Here, although I find that Movants lack standing to bring the motion for protective orders, I note that there is no controlling Ninth Circuit authority on point that discusses standing under FRCP 26(c). Accordingly, as reasonable people could differ as to the interpretation of FRCP 26(e), Trustee’s request for fees and costs under FRCP 37(a)(4) is denied.
V. CONCLUSION
When read in the context of FRCP 45(c), I find that Movants, who are not subject to the Third-Party Subpoenas, lack standing to bring forth the Motion under FRCP 45(e)(3)(A).
However, even assuming that Movants have standing, Movants have no privilege to assert under FRCP 45(c)(3)(A)(iii) because federal courts have consistently rejected a banker-depositor privilege. Additionally, Movants have not demonstrated an undue burden under FRCP 45(c)(3)(A)(iv).
Movants lack standing to bring forth a request for protective orders under FRCP 26(c) as this rule is directed at parties or persons from whom discovery is sought. In addition, both parties’ request for fees and costs under FRCP 26 and 37(a)(4) is denied because the request for protective orders was substantially justified.
Separate findings of fact and conclusions of law with respect to this ruling are unnecessary. This opinion shall constitute my findings of fact and conclusions of law.
. The Code is set forth in 11 U.S.C. §§ 101-1330 (1998).
. The Banks filed separate objections to the scope of the Third-Party Subpoenas. However, the Banks are not parties to the instant Motion and, consequently, the propriety of those objections are not before this court.

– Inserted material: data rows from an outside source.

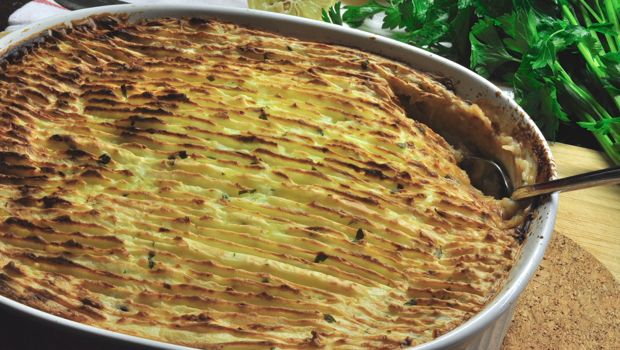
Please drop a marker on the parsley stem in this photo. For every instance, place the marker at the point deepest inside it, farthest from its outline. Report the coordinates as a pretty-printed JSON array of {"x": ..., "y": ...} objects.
[
  {"x": 610, "y": 6},
  {"x": 605, "y": 141}
]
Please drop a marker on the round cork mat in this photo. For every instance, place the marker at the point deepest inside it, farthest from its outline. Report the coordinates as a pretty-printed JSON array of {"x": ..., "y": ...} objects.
[{"x": 573, "y": 302}]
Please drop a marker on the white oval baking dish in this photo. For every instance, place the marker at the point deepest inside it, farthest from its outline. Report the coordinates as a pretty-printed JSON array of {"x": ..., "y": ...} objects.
[{"x": 486, "y": 329}]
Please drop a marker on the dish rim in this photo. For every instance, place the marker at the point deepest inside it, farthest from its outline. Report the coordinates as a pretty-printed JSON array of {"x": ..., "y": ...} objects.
[{"x": 474, "y": 326}]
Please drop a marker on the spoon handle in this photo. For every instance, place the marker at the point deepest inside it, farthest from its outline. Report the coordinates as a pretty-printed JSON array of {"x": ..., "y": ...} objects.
[{"x": 595, "y": 178}]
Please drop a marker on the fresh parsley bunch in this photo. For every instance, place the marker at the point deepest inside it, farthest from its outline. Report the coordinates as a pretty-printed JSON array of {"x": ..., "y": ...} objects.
[{"x": 562, "y": 57}]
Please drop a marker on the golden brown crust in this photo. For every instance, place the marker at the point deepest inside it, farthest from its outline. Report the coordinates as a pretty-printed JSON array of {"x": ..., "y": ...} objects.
[{"x": 205, "y": 184}]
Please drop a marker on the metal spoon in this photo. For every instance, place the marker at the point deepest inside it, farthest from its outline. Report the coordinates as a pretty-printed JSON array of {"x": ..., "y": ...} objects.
[{"x": 492, "y": 180}]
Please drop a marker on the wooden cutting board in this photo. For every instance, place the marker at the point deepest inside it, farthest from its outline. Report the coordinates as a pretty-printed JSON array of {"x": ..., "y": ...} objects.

.FRCP 45 is made applicable to bankruptcy proceedings by Federal Rule of Bankruptcy Procedure ("FRBP”) 9016. See Fed.R.Bankr.P. 9016.
. FRE 1101(a) provides that "[t]hese rules apply ... to United States bankruptcy judges and United States magistrate judges, in the actions, cases, and proceedings and the extent hereinafter set forth.... ” Fed.R.Evid. 1101(a). FRE 1101(c) sets forth that "[t]he rule with respect to privileges applies at all stages of all actions, cases, and proceedings.” Fed.R.Evid. 1101(c).